Les magistrats et les gestionnaires de tutelles sont débordés par le flot continu des dossiers. "Sur l'ensemble du territoire français, il y a, en équivalent temps plein, 80 à 90 juges des tutelles pour près de 800 000 dossiers ! soupire Anne Caron-Deglise. Nous manquons de psychiatres et de gérontologues pour évaluer l'état mental des personnes et la moitié des mesures sont prises en charge par des professionnels qui n'ont ni statut ni rémunération. Aujourd'hui, nous n'avons pas les moyens de vérifier que les comptes sont bien gérés."
EXCLUS DE LA CROISSANCE
Avec les années, la population visée par les mesures de protection s'est profondément modifée : le système, qui visait à l'origine les personnes âgées atteintes de démence sénile et les handicapés mentaux, s'est peu à peu étendu aux exclus de la croissance et aux surendettés chroniques.
"Aujourd'hui, les personnes dont nous nous occupons sont avant tout des victimes de la pauvreté et de la précarité, explique Bernard Farriol, l'un des administrateurs de l'Union nationale des associations familiales. Ils n'ont pas vraiment besoin d'une mesure de tutelle ou de curatelle. Ce qu'il leur faut, c'est une prise en charge des services sociaux."
La réforme préparée par le gouvernement, qui distingue les personnes dont les facultés mentales sont altérées de toutes celles qui ont simplement besoin d'un accompagnement social, est bouclée depuis longtemps, mais elle bute sur un problème financier : l'accompagnement social relèvera des conseils généraux, qui refusent d'assumer cette nouvelle charge.

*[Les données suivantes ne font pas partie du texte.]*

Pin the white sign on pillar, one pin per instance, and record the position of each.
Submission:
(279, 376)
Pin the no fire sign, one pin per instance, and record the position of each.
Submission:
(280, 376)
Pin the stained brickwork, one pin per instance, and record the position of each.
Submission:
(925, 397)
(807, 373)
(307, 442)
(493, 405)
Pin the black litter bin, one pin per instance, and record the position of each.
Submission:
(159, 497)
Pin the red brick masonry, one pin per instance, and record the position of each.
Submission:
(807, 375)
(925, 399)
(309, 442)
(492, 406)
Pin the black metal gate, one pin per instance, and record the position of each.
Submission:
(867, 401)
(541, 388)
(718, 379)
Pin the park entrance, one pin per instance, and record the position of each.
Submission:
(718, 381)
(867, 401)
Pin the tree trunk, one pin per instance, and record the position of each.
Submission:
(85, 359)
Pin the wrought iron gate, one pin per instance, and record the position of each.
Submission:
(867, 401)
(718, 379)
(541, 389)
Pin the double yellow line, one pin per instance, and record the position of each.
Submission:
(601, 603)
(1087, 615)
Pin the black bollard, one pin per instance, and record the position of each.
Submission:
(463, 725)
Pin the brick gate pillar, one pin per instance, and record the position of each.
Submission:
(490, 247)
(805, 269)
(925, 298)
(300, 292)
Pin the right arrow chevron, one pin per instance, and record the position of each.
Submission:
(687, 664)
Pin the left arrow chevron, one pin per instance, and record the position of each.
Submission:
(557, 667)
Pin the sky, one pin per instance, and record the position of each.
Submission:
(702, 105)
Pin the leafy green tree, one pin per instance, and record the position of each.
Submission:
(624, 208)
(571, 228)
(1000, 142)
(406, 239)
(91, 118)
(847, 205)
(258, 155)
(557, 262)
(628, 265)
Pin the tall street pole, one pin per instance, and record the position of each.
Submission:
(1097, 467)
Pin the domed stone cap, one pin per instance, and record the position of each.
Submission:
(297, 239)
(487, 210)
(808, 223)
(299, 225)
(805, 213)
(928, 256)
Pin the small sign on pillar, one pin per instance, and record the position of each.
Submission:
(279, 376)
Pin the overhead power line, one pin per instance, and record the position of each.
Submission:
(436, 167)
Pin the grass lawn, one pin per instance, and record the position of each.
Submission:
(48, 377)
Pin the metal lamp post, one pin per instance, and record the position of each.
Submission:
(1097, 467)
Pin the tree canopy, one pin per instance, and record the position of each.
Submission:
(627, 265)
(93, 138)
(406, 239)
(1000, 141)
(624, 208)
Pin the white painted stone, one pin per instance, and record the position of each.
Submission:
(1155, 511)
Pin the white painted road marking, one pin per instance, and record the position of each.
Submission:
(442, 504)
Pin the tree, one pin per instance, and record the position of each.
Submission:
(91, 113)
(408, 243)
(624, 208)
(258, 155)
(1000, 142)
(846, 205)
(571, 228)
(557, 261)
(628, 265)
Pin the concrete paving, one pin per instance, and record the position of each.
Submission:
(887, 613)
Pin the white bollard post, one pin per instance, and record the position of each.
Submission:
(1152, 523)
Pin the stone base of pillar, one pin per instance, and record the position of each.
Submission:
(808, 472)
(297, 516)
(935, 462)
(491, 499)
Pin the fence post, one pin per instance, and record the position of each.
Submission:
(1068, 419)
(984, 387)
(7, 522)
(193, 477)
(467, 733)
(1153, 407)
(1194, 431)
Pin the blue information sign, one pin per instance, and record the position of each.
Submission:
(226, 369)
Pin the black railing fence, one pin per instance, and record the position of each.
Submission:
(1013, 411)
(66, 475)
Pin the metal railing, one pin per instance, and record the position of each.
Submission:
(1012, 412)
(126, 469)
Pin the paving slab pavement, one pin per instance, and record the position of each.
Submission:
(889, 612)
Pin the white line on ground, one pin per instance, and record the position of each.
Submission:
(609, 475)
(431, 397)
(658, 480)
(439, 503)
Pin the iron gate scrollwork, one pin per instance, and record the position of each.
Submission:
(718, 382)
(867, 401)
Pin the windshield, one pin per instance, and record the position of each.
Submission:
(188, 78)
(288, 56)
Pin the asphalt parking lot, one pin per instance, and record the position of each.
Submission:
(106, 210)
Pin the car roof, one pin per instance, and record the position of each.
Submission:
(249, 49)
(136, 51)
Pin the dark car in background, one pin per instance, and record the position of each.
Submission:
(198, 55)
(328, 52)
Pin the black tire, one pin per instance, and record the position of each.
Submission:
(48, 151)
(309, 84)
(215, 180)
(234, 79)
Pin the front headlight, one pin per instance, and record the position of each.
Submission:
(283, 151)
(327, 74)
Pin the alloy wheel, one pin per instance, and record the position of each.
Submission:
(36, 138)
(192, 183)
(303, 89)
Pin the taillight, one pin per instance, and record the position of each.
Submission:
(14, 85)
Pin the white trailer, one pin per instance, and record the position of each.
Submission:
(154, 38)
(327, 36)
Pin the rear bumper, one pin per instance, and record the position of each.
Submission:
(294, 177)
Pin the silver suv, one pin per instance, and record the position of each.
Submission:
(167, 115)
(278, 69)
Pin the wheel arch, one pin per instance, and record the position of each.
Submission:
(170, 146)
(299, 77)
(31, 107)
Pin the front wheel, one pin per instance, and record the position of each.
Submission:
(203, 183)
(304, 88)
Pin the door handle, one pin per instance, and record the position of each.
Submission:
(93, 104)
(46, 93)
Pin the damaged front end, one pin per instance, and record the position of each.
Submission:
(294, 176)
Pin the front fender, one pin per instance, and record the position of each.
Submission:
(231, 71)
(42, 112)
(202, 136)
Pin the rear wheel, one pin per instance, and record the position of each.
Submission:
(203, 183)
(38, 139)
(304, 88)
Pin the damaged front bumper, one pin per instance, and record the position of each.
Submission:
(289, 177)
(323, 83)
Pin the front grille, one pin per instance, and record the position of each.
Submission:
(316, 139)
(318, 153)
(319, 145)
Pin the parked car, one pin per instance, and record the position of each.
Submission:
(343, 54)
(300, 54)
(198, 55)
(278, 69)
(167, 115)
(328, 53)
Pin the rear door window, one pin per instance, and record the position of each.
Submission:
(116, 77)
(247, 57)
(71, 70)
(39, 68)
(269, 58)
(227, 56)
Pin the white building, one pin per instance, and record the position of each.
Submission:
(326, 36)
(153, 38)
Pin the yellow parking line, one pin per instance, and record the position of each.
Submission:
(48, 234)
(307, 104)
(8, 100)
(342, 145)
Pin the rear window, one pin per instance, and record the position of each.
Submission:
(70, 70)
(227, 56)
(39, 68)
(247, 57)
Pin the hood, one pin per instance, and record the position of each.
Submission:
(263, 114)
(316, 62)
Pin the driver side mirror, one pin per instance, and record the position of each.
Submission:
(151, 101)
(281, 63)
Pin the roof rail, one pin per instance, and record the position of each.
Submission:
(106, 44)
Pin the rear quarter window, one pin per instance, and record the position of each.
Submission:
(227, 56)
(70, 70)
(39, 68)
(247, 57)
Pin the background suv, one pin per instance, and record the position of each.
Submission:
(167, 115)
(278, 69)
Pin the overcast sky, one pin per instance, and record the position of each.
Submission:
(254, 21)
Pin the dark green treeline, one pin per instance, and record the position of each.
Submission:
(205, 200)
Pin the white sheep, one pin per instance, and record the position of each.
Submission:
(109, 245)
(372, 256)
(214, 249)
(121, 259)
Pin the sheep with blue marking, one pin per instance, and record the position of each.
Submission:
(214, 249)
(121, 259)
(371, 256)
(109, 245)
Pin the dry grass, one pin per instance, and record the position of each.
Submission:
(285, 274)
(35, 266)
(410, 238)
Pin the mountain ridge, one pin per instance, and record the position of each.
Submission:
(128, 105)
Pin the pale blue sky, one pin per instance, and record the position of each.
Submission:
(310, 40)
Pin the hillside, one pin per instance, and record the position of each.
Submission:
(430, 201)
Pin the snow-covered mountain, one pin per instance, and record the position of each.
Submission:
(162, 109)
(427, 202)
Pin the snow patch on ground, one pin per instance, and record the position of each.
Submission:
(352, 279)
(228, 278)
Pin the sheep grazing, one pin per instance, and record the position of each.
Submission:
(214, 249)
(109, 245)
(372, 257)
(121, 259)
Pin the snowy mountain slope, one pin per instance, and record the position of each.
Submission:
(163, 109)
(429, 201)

"Il nous faudrait pour cela recruter 700 à 750 personnes, souligne le président de l'Association des départements de France, Claudy Lebreton. Tant que le gouvernement n'aura pas réglé le problème du RMI, qui nous a été transféré sans que les compensations financières promises soient versées, nous serons vent debout contre toute nouvelle réforme." L'initiative du médiateur de la République a été soutenue par le président de la commission des lois de l'Assemblée nationale, Philippe Houillon (UMP), et celui de la commission des affaires sociales, Jean-Michel Dubernard (UMP).
"On n'a pas le droit d'attendre que la situation explose, affirme, au nom de M. Dubernard, Laurent Wauquiez, député (UMP) de Haute-Loire. Il faut d'urgence régler le problème financier car il serait inacceptable que l'on arrive à l'élection présidentielle, en 2007, sans avoir adopté cette réforme consensuelle et nécessaire. Si le gouvernement ne bouge pas, nous présenterons nous-mêmes, cette année, une proposition de loi afin de lancer un signal politique fort."